Oireachtas Joint and Select Committees

Thursday, 3 December 2015

Joint Oireachtas Committee on Finance, Public Expenditure and Reform

Fiscal Assessment Report: Irish Fiscal Advisory Council

2:00 pm

Photo of Paul MurphyPaul Murphy (Dublin South West, Socialist Party) | Oireachtas source

I thank the delegation for attending and for the presentation. The engagement between the Government and the IFAC over recent weeks has been amusing to watch. Although the Government, at the suggestion and demand of the Commission, set up a body designed to push for austerity at all times and to be independent of public pressure, it expressed its discomfort with that body when it did precisely that.

I appreciate that we are operating in the dark somewhat but it would be interesting to explore a little more the unexpected significant increase in corporation tax and the potential reasons for it. I accept the answers the council has given and the potential vulnerabilities.

I understand the corporation tax intake is 58% ahead of that projected, which is very significant. There is an article by Mr. Seamus Coffey in yesterday’s Irish Independentthat argues the increase is associated with a small number of corporations. Mr. Coffey states that in the first ten months of last year, the top ten payers of corporation tax paid €1.3 billion. In the first ten months of this year, the top ten contributed €2.5 billion.

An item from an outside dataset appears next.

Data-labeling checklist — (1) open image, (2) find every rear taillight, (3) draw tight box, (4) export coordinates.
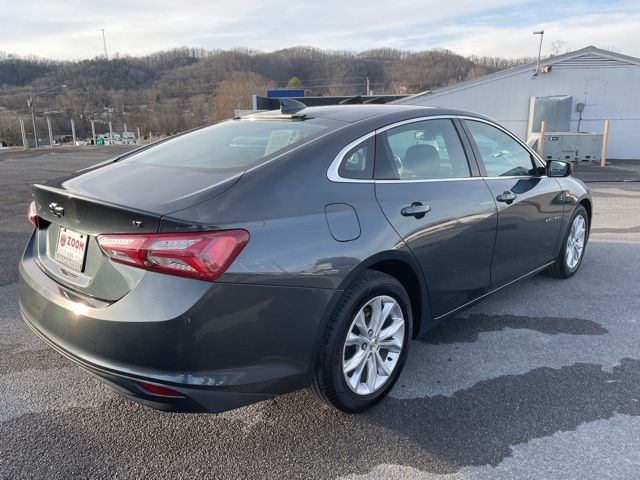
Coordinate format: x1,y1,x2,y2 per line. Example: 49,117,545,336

The statement of the Revenue Commissioners that revenues are acceptable for next year is satisfactory. These trends can be acceptable for the following year, but I take the point that was made on the period from 2017 onwards. Is the most likely explanation not that corporations are putting their tax affairs in a certain order to maximise tax efficiency and minimise the amount of tax they pay in the context of the introduction of base erosion and profit shifting, BEPS, in terms of the OECD? Surely that or something akin to it is the case. Is there not a shifting of profit locations, thereby having an impact on tax? Surely, if it were all fundamental and the companies were just producing and selling more goods and services, we would see what I describe to a greater extent than at present.